Volume 312, 202176th Italian National Congress ATI (ATI 2021)
|Number of page(s)||20|
|Published online||22 October 2021|
Off-Design Modelling of ORC Turbines for Geothermal Application
1,3,5 Università degli Studi di Firenze, Dipartimento di Ingegneria Industriale, Firenze, Italy
2,4 Department of Mechanical Engineering, Hacettepe University, Beytepe, Ankara, Turkey
* Corresponding author: email@example.com
In this study, turbine modelling of a geothermal sourced organic Rankine cycle (ORC) power plant is aimed. Thermodynamic model of the plant is constructed with the help of design and off-design plant data from an existing two-cycle power plant in southwestern Anatolia. Utilizing statistical analysis tools such as maximum likelihood estimation and probability distribution, plant variables are obtained within their standard deviations. Stodola curves and probability calculations demonstrate that both turbines are most likely to have two stages. Average losses are 2.3 MW and 1.2 MW from Turbine-I and Turbine-II respectively throughout the different seasons.
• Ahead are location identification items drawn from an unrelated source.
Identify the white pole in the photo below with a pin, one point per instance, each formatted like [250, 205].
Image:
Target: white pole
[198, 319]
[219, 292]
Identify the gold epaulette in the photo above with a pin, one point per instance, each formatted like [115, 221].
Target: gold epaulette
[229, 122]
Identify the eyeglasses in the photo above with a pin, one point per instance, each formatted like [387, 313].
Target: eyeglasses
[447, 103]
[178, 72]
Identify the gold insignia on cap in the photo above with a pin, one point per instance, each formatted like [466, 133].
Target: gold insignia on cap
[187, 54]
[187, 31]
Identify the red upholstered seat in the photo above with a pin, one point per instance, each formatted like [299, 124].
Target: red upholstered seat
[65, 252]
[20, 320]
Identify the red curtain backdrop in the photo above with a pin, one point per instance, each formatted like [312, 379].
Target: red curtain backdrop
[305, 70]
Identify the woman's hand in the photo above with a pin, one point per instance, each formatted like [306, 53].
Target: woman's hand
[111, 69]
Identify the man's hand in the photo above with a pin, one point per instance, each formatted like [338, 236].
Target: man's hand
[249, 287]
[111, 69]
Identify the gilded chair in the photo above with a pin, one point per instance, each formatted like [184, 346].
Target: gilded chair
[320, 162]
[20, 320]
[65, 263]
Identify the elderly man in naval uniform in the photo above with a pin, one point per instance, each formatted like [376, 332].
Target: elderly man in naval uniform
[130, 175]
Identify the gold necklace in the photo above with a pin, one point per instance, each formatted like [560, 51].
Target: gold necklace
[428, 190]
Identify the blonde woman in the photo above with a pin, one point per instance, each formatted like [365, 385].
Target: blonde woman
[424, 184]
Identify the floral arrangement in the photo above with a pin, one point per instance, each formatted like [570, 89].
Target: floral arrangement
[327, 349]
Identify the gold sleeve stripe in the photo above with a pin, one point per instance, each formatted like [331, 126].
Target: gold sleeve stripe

After the determination of losses, overall turbine efficiencies demonstrate a reverse trend with increasing reduced mass flow rate. This may be associated with the increased choking of the turbine. Correlations estimate rather fixed efficiency values at off-design conditions (84% for Turbine-I and 77% for Turbine-II); that is an expected outcome since these correlations are influenced mainly by the design isentropic efficiency, which is a constant value. On the other hand, these correlations are most likely to be proposed for non-choking conditions which are invalid for off-design conditions of existing ORC turbines. Datapoint dispersion in Turbine-II does not demonstrate a strong correlation with physical constraints such as -pressure ratio and reduced mass flow rate- as it does for Turbine-I; this phenomenon may need further attention for future work.
Key words: Turbine Curve Modelling / ORC / Statistical Model / Plant Variables
© The Authors, published by EDP Sciences, 2021
This is an Open Access article distributed under the terms of the Creative Commons Attribution License 4.0, which permits unrestricted use, distribution, and reproduction in any medium, provided the original work is properly cited.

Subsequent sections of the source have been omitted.